どうも、HAMです。
本日は人生初の書評というのをやってみたいと思います!
今回書かせていただくのは、タイトルにもあります通り、湊かなえさんの『ユートピア』です!
この話はもともと2014~2015年に集英社から刊行された『小説すばる』に連載されていたもので、2018年に文庫本として出版されました。
―それでは本題へ―
※まず初めにお断りしておきます。できるだけネタバレしないように書きますが、多少は内容がわかってしまうことはご了承ください。しかし、この書評を読んだからと言って面白みがなくなるわけではありませんので、気になった方はぜひとも手に取ってみてください。
この話は、ある海辺の町に住む三人の成人女性とその娘たちを中心にストーリーが展開されていく、心理ミステリーです。
この話の醍醐味はなんといっても「複雑な人間関係」!これはあとがきでも触れられていましたが、複雑な人間関係を主観的に、生々しく描くことは湊かなえさんの得意とするところのようです。
構成としては、三人に加え数人の登場人物の視点から展開が描かれ、それらの視点はころころと変わっていきます。
その中で、「同じ出来事に対してそれぞれ感じ方が異なる」というのがとても伝わってきます。

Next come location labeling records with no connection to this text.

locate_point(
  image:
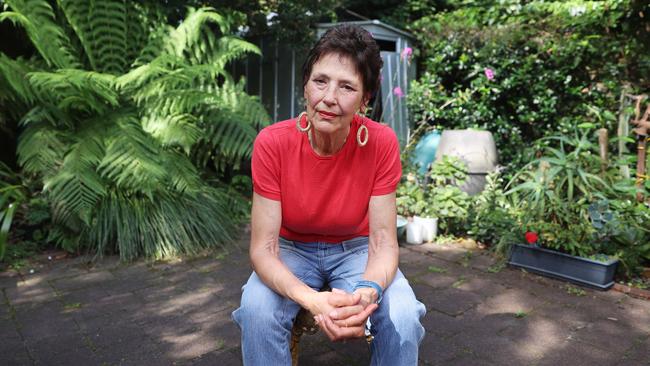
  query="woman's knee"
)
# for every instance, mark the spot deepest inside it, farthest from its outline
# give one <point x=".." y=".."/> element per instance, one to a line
<point x="400" y="309"/>
<point x="261" y="307"/>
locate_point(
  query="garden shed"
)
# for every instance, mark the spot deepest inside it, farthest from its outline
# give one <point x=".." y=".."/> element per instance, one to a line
<point x="276" y="77"/>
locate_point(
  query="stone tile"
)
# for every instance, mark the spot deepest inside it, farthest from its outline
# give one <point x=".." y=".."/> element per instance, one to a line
<point x="109" y="262"/>
<point x="614" y="336"/>
<point x="510" y="301"/>
<point x="438" y="351"/>
<point x="125" y="345"/>
<point x="640" y="353"/>
<point x="229" y="357"/>
<point x="184" y="339"/>
<point x="312" y="345"/>
<point x="172" y="300"/>
<point x="7" y="281"/>
<point x="450" y="301"/>
<point x="577" y="354"/>
<point x="61" y="269"/>
<point x="332" y="358"/>
<point x="32" y="292"/>
<point x="352" y="352"/>
<point x="62" y="350"/>
<point x="482" y="261"/>
<point x="440" y="325"/>
<point x="481" y="286"/>
<point x="102" y="309"/>
<point x="45" y="321"/>
<point x="83" y="281"/>
<point x="438" y="280"/>
<point x="14" y="352"/>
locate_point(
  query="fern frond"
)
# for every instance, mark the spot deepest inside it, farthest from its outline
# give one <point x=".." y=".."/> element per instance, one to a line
<point x="14" y="72"/>
<point x="173" y="130"/>
<point x="186" y="35"/>
<point x="86" y="91"/>
<point x="101" y="26"/>
<point x="132" y="159"/>
<point x="41" y="147"/>
<point x="172" y="224"/>
<point x="38" y="20"/>
<point x="76" y="187"/>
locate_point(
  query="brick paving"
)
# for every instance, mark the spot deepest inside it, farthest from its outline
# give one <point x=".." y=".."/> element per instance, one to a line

はじめは少しずつ展開していくと思いきや急に複数の出来事が連続したり…
読み手を飽きさせないストーリー展開になっていると思いました。
ミステリーということもあって、読みながら、こうなんじゃないか、実はそうではないんじゃないか、など、自分がその世界に入り込んだかのような感覚で読み進めることができました。
しかし、さすがは湊さん、最後はあっと驚く展開に…
正直に言うと、読み終わってめちゃくちゃスッキリするというわけではないですが、なんとなく腑に落ちて何とも言えない感覚を味わうことができると思います。
以上、HAMによる人生初の書評でした!
拙く長い文章となってしまいましたが、最後まで読んでくださった方、ありがとうございました!
少しでも皆さんが読んでみたいと思ってくだされば幸いでございます。